Tuesday 24 April 2018

A New Defence of Doxasticism about Delusions

Today's post is by Peter Clutton is a graduate student at the Australian National University School of Philosophy (previously at Macquarie University) working on the nature and taxonomy of delusions.



In my recent article, "A new defence of doxasticism about delusions: The cognitive phenomenological defence", I enter the ongoing debate over whether delusions are beliefs (or whether they are some other, non-doxastic state). I argue that delusions are beliefs, despite the many objections to that view.

It might seem obvious that delusions are beliefs. People with delusions typically insist they believe what they say, and the fact that they do is often the very reason they come to clinical attention in the first place. Indeed, clinical manuals like the DSM define “delusion” as a type of “false belief”.

On the other hand, delusions seem to defy many preconceptions about the nature of belief. For example, we expect people to act on their beliefs, but people with delusions do not always act in expected ways: people with the Capgras delusion insist that their spouse has been replaced by an imposter, and yet they often continue to live with the supposed imposter, and do not to report their “real” spouse missing.

I argue that delusions really are beliefs, despite the fact that they violate these preconceptions about beliefs. I defend what I refer to as a “cognitive phenomenological” account of belief (based on the work of Kriegel), and argue that on this view, delusions are beliefs. On this view, beliefs are defined by the type of experience they involve. When I consider the proposition “snow is white”, for instance, I experience a certain kind of mental assent towards the proposition. That is what it is to believe that snow is white.

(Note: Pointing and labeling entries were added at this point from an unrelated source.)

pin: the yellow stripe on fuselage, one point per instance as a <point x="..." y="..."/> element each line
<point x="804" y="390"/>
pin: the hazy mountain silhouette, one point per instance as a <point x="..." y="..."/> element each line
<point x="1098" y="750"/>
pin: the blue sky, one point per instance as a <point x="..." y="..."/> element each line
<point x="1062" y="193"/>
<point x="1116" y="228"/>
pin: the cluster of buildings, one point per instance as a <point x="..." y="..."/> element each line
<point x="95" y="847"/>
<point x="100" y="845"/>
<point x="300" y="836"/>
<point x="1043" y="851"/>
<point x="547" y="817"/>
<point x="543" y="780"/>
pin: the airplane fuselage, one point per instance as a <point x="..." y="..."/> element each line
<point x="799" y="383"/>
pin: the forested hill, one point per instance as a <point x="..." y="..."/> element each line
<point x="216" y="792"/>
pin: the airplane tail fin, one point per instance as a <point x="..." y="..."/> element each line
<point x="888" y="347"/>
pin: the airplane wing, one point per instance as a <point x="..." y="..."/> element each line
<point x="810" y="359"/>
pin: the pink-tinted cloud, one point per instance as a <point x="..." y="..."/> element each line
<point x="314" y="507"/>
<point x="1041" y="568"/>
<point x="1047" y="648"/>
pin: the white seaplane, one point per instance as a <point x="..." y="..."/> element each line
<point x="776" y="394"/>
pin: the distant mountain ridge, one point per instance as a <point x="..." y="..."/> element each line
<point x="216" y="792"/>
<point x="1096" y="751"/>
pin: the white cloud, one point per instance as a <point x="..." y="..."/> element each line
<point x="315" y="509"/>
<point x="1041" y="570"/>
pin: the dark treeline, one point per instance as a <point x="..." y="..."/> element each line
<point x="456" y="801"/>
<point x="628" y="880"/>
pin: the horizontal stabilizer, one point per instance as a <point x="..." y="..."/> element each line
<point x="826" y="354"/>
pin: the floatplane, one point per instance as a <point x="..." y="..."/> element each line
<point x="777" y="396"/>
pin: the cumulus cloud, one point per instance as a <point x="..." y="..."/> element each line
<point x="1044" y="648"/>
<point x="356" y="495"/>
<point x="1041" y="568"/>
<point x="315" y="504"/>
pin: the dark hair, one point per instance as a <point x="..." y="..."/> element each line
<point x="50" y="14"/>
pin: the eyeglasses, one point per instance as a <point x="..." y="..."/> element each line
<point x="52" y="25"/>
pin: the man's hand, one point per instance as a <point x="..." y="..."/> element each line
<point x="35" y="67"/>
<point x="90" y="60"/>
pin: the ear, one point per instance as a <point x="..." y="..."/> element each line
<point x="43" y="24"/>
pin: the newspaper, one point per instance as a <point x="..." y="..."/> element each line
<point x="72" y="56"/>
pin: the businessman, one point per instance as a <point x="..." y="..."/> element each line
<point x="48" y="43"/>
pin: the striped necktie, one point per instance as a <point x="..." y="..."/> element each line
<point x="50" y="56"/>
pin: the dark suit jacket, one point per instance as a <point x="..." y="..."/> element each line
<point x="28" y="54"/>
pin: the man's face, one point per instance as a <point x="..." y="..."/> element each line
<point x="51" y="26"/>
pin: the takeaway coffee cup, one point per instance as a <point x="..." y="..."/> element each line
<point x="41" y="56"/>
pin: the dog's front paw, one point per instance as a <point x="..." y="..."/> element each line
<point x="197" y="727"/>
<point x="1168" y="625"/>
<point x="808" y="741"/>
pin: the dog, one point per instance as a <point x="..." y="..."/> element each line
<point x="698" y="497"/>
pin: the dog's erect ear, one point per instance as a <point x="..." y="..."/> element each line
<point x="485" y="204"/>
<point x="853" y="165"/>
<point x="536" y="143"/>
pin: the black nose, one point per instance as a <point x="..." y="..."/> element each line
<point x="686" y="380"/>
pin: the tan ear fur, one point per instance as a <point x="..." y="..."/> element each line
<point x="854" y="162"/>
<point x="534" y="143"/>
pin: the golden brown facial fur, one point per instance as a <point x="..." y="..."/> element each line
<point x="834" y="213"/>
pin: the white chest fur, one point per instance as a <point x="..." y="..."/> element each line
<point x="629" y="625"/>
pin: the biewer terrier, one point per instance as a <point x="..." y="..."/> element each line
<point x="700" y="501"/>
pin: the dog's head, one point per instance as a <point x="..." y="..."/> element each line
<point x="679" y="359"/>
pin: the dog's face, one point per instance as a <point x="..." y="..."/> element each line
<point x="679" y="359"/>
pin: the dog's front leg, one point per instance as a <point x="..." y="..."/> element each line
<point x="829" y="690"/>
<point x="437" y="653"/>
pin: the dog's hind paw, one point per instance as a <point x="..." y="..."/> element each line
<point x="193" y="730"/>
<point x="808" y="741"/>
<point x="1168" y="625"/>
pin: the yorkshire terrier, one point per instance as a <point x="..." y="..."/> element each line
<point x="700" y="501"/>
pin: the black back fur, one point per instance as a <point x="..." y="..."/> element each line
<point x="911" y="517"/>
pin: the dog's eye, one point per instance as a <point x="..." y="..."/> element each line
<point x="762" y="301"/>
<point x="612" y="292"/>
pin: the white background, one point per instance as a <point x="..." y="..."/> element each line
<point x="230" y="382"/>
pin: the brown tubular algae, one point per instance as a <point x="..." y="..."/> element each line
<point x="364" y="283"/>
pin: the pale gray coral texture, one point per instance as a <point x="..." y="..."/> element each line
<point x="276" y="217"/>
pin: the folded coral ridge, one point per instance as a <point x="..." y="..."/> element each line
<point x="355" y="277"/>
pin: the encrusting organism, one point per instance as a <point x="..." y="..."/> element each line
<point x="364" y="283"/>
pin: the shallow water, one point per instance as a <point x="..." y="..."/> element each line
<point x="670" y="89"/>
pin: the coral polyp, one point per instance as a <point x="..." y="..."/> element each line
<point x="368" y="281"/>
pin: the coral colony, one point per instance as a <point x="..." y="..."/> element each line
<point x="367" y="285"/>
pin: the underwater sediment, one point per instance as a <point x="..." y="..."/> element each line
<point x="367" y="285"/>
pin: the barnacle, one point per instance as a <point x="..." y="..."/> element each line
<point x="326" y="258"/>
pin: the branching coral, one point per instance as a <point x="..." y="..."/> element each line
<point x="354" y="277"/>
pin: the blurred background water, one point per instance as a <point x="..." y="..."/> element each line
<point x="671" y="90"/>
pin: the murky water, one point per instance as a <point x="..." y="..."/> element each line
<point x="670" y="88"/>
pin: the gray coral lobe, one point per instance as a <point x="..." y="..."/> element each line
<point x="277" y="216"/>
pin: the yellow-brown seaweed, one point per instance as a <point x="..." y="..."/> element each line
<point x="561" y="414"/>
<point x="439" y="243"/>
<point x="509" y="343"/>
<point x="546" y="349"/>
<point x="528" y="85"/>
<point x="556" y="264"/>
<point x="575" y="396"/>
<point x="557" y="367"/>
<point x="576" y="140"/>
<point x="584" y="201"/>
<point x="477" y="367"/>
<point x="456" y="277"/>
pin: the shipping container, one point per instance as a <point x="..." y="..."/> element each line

There are a number of reasons to suppose that people with delusions do indeed experience this kind of mental assent towards the propositions they assert. Evidence of this can be found in clinical reports and interviews, as well as in the cognitive scientific work on delusions. All of this evidence suggests that people with delusions have the same, familiar experience of mental assent we all do to the propositions we believe.

I go on to provide reasons for preferring my defence of delusions as beliefs over other defences in the literature. For example, in the most thorough work on this topic, it has been convincingly argued that delusions are similar in kind to beliefs, and that they can be interpreted as such. However, I argue that my defence represents a stronger fit with the impressive range of cognitive scientific work on delusions.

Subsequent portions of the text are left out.